Since the curtain closed on last season, the orchestra announced that conductor Peter Shannon will take a second job, conducting the orchestra in Jackson, TN.
And last month, the ensemble announced a collaborative production. They’ll put on two Puccini operas in March, with the Savannah Music Festival and Savannah Voice Festival.
This week, however, the focus gets back to where it all belongs: on that baton, that first downbeat, when the magic begins and the music pours non-stop through spring.
I spoke to Shannon about the upcoming season, including opening night’s meaty Dvorák. The Czech composer on a program usually means his popular ninth symphony, “From the New World.” But Shannon is going with Dvorák’s pastoral seventh symphony.
“It’s quite somber, which is unique in Dvorák’s work,” Shannon says. “But I absolutely love it. And the somberness of the first movement is contrasted with the scherzo in the third movement, which is incredibly lighthearted and very cleverly put together.”
The season opener also features a piano tour de force, Rachmaninoff’s “Rhapsody on a Theme by Paganini.” It’s a popular work, setting 24 musical variations end to end as one piece. I guarantee you’ve heard the swooning 18th variation.
Rounding out Saturday’s concert will be a medley of booze-swilled student songs, timely enough for us. Brahms wrote his “Academic Festival Overture” as a tongue-in-cheek ode to his college benefactors.

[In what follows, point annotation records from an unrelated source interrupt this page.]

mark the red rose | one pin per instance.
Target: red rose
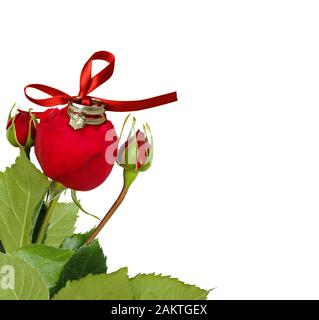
(75, 158)
(21, 129)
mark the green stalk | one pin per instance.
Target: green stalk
(129, 177)
(46, 220)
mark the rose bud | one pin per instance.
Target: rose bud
(21, 129)
(75, 158)
(136, 153)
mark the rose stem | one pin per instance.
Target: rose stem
(47, 217)
(109, 214)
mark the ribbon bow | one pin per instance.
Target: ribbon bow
(89, 83)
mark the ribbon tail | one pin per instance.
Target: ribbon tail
(136, 105)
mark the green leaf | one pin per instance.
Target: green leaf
(76, 241)
(27, 282)
(88, 259)
(49, 261)
(78, 203)
(22, 190)
(61, 223)
(112, 286)
(158, 287)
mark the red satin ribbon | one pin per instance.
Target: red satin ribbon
(89, 83)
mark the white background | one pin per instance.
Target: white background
(231, 200)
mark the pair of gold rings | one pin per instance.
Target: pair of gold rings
(81, 115)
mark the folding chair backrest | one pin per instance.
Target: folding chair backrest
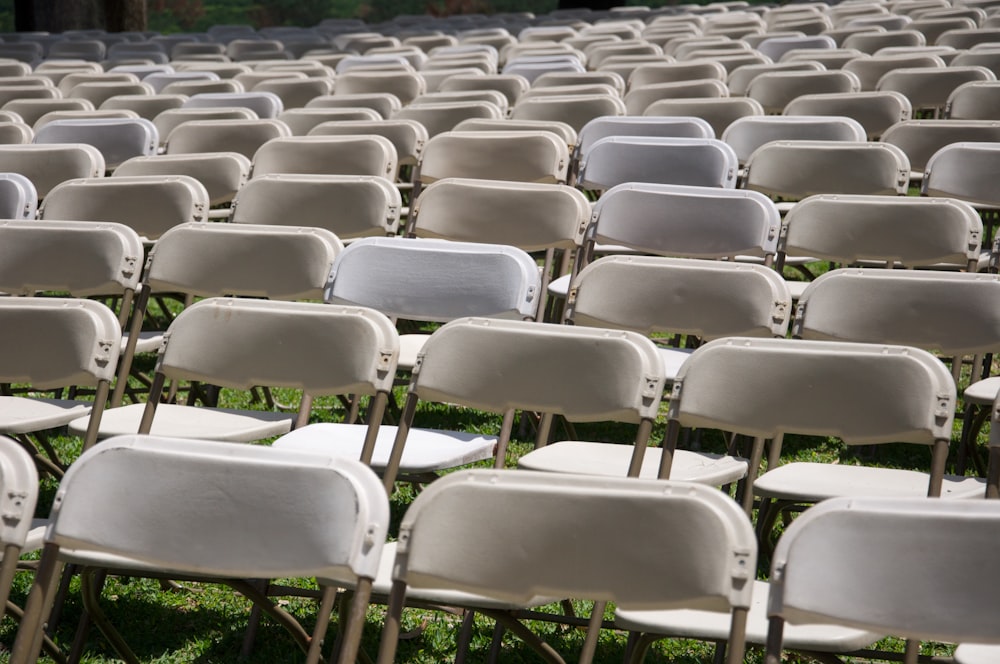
(682, 547)
(330, 155)
(76, 257)
(245, 342)
(796, 169)
(747, 134)
(443, 280)
(962, 170)
(915, 231)
(703, 162)
(116, 139)
(875, 563)
(149, 204)
(349, 206)
(527, 215)
(655, 294)
(952, 313)
(875, 111)
(869, 393)
(57, 342)
(535, 156)
(221, 173)
(278, 262)
(18, 197)
(691, 222)
(48, 165)
(255, 527)
(242, 136)
(920, 139)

Later, Shannon says he’s looking forward to the challenging all-German season closer in May. And folks like me who like a little contemporary music will get a rise in April.

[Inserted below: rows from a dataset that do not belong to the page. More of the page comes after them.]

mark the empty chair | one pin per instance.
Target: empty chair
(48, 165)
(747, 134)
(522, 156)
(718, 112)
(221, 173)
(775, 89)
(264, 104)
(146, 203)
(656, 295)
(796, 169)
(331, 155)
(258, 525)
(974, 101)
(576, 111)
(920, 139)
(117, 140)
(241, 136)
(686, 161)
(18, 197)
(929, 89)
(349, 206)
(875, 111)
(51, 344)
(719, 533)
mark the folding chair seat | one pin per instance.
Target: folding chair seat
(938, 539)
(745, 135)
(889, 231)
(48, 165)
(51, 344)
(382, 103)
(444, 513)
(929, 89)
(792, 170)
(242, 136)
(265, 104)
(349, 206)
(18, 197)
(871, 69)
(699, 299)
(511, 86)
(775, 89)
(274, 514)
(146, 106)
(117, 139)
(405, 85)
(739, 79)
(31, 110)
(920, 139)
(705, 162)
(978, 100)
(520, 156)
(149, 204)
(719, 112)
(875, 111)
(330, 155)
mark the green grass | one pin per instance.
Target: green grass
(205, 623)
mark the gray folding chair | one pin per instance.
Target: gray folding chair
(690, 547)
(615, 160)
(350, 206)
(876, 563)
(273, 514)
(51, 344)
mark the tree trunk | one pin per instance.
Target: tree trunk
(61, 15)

“We’re going to try and do... modern, and try that first in a chamber setting and see if there’s an audience,” Shannon says. “Savannah’s a quirky town, as you know.”
Quirky enough for works composed in 1932, 1940 and 1944 at least. The conductor says if all goes well, that concert, featuring about a half-dozen musicians, will be a preview for even bigger and more modern works, by living composers, next year.
Whiplash now. Haydn. His magnificent, looking-back-to-Handel “The Creation” is on the calendar. The orchestra and chorus will perform this sacred and lavish oratorio in the dead of winter. And if that doesn’t merit highlight, nothing does.
Will any of these exacting concerts suffer from Shannon’s monthly, weeklong visits with the Jackson Symphony Orchestra? He says, far from it, assuring that more baton time will compliment his work here. Like an athlete practices, a conductor must conduct.
“That really translates into a much more sovereign countenance on stage,” Shannon says. “And that relaxes the musicians, it relaxes me and makes a wonderful catalyst for good music-making.”
Orchestras share conductors all the time. It’s fairly common. And so is collaboration with other affiliated cultural groups. Partnerships bring talent together.
Next year’s “Puccini alliance” might end up being like that modern chamber music concert, a test run, for three growing and evolving, but separate, organizations.
“It’s a hand-in-glove fit,” Shannon says.
The Music Festival, Voice Festival and Philharmonic will present two complete operas on the same bill. Puccini’s “Gianni Schicchi” (pronounced “Johnny Ski Key”) and Suor Angelica are typically staged together since they’re two of the composer’s shorter works.
Those tickets go on sale with the Music Festival in November. But for the Philharmonic, your season has just turned.